I awoke to snow drifting lazily and steadily past the window. Outside, beyond white, still winter-skeletal poplar and birch branches, the sky matched the colour of the snow almost exactly and for a moment as I first opened my eyes to see this white on white on white world, I thought perhaps I was dreaming.
But somehow this May snowfall seemed perfectly normal, perfectly timed, as though a farewell of sorts to this winter that has stretched it’s cold, pointing fingers into spring.
The snowflakes, fat and gentle and full of whimsy, rested easily on branches, gathering in little clusters, coating the evergreens once again in white, and because the snow has been receding and there have been days that seemed very much like spring, days with strong sunshine and the sound of burbling waters and the smell of wet earth and fresh buds and melting snow, it all seemed very dreamlike, even as I stumbled down the stairs to the kitchen.

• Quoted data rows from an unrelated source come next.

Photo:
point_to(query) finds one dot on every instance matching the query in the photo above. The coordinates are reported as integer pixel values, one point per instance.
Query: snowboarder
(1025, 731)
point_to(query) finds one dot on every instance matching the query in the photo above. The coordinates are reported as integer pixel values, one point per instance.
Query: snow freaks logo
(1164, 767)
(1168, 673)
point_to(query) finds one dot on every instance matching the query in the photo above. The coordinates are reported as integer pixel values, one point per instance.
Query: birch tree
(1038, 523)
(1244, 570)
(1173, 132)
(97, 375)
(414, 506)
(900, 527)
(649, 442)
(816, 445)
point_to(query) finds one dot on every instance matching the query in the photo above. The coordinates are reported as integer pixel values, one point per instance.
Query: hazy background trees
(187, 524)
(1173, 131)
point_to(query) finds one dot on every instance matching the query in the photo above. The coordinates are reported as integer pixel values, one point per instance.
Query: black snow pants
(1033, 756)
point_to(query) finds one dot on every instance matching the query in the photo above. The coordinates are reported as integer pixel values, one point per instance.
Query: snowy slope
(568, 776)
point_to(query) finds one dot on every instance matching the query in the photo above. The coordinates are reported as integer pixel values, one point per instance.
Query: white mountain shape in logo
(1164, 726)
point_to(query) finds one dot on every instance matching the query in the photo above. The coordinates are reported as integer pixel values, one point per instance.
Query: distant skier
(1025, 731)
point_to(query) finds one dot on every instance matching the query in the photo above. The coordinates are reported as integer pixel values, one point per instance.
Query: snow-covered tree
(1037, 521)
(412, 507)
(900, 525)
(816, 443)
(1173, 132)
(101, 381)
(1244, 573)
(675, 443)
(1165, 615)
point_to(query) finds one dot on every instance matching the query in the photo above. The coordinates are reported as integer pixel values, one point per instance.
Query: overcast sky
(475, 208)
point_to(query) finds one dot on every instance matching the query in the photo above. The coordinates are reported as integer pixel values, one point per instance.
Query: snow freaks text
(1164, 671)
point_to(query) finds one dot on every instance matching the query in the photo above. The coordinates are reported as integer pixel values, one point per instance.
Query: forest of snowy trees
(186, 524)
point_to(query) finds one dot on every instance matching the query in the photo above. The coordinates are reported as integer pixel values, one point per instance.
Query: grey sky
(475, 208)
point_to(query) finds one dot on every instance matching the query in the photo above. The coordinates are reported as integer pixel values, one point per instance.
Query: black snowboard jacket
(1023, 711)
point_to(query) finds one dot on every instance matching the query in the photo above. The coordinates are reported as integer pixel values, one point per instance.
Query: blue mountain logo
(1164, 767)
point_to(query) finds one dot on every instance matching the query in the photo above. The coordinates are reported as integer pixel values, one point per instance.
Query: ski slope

It is not unexpected, this snow that falls throughout the morning, at one point sounding like rain on the roof, it is the way spring has gone. Snow falls one day to cover a field in white to melt again the next day to be covered once again the day after that.
So we revel in it. We laugh to see the snowflakes falling again, and beneath a hot sun on another day we are amazed to see the ground as though we thought we never would, the dried leaves from last season, emerging flattened and damp, the water running freely along our driveway, across the stones of our path, and right there beside this new, busy river, a snowbank still feet deep.